Par une large majorité (68 voix, contre 20), grâce à l'abstention de l'UE, les Etats parties à la Convention internationale sur le commerce des espèces sauvages menacées (CITES) ont rejeté une proposition de Monaco qui lui aurait permis de suspendre les exportations de cette espèce à haute valeur commerciale, particulièrement prisée sur le marché japonais.

"L'UE a voté en faveur de sa propre proposition et s'est abstenue sur la proposition de Monaco", a expliqué un expert européen à l'AFP.

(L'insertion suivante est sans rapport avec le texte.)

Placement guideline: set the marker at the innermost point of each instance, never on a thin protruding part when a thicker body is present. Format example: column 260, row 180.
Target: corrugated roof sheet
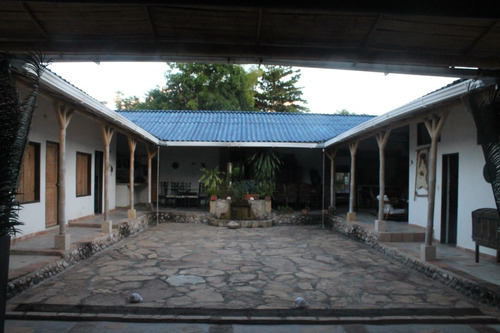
column 242, row 126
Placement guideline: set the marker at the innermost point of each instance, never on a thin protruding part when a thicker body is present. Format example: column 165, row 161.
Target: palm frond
column 485, row 110
column 15, row 117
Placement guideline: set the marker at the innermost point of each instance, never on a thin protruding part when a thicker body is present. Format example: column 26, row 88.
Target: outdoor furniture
column 163, row 193
column 485, row 230
column 393, row 210
column 202, row 195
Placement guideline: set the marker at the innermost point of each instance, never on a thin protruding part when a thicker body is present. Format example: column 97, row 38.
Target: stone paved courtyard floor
column 200, row 266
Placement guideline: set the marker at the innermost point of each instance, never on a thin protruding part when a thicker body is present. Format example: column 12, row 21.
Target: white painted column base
column 107, row 227
column 62, row 242
column 380, row 225
column 132, row 214
column 428, row 253
column 351, row 216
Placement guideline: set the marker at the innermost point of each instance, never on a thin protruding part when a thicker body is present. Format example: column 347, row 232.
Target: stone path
column 199, row 266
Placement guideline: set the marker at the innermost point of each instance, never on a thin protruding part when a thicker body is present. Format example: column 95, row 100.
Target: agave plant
column 486, row 113
column 15, row 117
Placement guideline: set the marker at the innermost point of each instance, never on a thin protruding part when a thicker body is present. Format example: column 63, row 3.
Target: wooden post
column 151, row 154
column 62, row 241
column 382, row 138
column 434, row 126
column 132, row 143
column 331, row 156
column 353, row 148
column 107, row 133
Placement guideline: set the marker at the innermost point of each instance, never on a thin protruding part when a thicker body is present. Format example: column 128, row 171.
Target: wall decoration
column 422, row 173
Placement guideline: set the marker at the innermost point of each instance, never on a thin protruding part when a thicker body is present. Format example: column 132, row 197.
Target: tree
column 277, row 91
column 200, row 87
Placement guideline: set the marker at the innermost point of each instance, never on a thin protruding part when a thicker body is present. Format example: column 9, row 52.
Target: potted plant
column 212, row 179
column 305, row 210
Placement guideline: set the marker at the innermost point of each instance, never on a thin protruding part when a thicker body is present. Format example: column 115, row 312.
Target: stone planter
column 4, row 277
column 258, row 209
column 269, row 205
column 222, row 208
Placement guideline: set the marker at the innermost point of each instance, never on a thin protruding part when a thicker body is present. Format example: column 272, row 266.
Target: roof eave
column 406, row 111
column 241, row 144
column 54, row 83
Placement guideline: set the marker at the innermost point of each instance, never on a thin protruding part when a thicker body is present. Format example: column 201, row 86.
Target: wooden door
column 154, row 180
column 51, row 178
column 449, row 199
column 98, row 181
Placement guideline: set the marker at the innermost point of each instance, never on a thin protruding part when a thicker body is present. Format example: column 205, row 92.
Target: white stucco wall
column 190, row 160
column 83, row 135
column 458, row 136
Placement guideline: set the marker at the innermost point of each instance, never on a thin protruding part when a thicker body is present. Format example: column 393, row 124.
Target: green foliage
column 277, row 91
column 213, row 179
column 200, row 87
column 15, row 117
column 222, row 87
column 266, row 189
column 485, row 109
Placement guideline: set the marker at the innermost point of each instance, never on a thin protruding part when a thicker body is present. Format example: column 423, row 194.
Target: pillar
column 353, row 148
column 62, row 241
column 331, row 156
column 132, row 143
column 107, row 133
column 434, row 126
column 382, row 138
column 151, row 154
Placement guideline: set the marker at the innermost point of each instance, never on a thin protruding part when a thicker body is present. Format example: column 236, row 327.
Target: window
column 423, row 137
column 29, row 177
column 83, row 175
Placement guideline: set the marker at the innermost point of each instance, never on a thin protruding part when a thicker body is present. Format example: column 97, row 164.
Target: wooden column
column 331, row 155
column 132, row 143
column 107, row 133
column 382, row 138
column 353, row 148
column 62, row 241
column 151, row 154
column 434, row 126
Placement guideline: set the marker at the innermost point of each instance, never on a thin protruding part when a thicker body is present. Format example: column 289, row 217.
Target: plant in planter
column 250, row 189
column 212, row 179
column 265, row 165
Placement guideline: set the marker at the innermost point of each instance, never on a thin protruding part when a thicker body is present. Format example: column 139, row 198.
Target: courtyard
column 205, row 271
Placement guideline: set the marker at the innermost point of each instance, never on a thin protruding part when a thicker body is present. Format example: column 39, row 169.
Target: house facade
column 148, row 148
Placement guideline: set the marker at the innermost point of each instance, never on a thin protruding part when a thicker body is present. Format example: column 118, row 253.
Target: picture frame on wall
column 422, row 173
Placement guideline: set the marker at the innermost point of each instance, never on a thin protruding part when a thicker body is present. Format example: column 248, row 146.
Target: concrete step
column 401, row 236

"Le soutien européen était conditionnel à l'ajout de l'annotation" que l'UE avait souhaité apporter, différant l'entrée en vigueur de la mesure (inscription à l'Annexe I de la Convention) dans l'attente de nouvelles analyses scientifiques, a poursuivi l'expert sous couvert de l'anonymat.

La proposition européenne venait d'être massivement rejetée (72 voix, contre 43).

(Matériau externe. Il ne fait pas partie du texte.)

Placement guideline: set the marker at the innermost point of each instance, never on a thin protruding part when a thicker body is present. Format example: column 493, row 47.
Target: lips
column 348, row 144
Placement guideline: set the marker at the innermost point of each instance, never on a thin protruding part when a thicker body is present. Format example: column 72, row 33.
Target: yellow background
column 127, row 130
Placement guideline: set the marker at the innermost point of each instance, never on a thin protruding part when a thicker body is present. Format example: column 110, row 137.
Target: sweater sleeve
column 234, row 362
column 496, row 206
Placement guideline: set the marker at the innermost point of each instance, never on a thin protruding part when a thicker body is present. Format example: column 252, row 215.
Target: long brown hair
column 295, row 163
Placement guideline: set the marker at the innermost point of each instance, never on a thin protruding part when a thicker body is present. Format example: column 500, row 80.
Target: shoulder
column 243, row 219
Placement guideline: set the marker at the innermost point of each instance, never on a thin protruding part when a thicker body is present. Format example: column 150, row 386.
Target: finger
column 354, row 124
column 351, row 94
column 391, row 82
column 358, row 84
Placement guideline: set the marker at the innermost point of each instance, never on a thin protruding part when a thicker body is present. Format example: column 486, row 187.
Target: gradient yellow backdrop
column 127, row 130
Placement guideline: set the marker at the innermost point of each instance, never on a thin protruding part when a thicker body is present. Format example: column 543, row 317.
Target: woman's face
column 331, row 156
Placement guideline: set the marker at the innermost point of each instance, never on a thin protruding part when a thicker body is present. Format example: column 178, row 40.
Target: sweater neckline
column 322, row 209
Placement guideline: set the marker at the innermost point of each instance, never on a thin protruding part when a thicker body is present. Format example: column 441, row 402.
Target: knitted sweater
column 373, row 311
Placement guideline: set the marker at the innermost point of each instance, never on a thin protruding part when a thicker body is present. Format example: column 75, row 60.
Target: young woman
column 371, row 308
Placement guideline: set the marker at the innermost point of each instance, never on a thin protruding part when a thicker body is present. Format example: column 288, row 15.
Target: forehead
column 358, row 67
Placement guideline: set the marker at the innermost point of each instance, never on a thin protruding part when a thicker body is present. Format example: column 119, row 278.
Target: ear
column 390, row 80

L'UE, comme Monaco, soutenue par les Etats-Unis et la Norvège, souhaitait la création d'un groupe de travail pour étudier d'éventuels amendements à leur proposition. Mais la Libye et le Soudan ont court-circuité les débats en exigeant de passer immédiatement au vote.

"Je regrette un débat avorté et de n'avoir pu répondre à certaines contre-vérités énoncées", a indiqué Patrick van Klaveren, chef de la délégation de Monaco. "La majorité des pays a décidé de faire confiance à l'ICCAT", la Commission internationale pour la conservation des thonidés de l'Atlantique, qui réunit une cinquantaine de pays pêcheurs.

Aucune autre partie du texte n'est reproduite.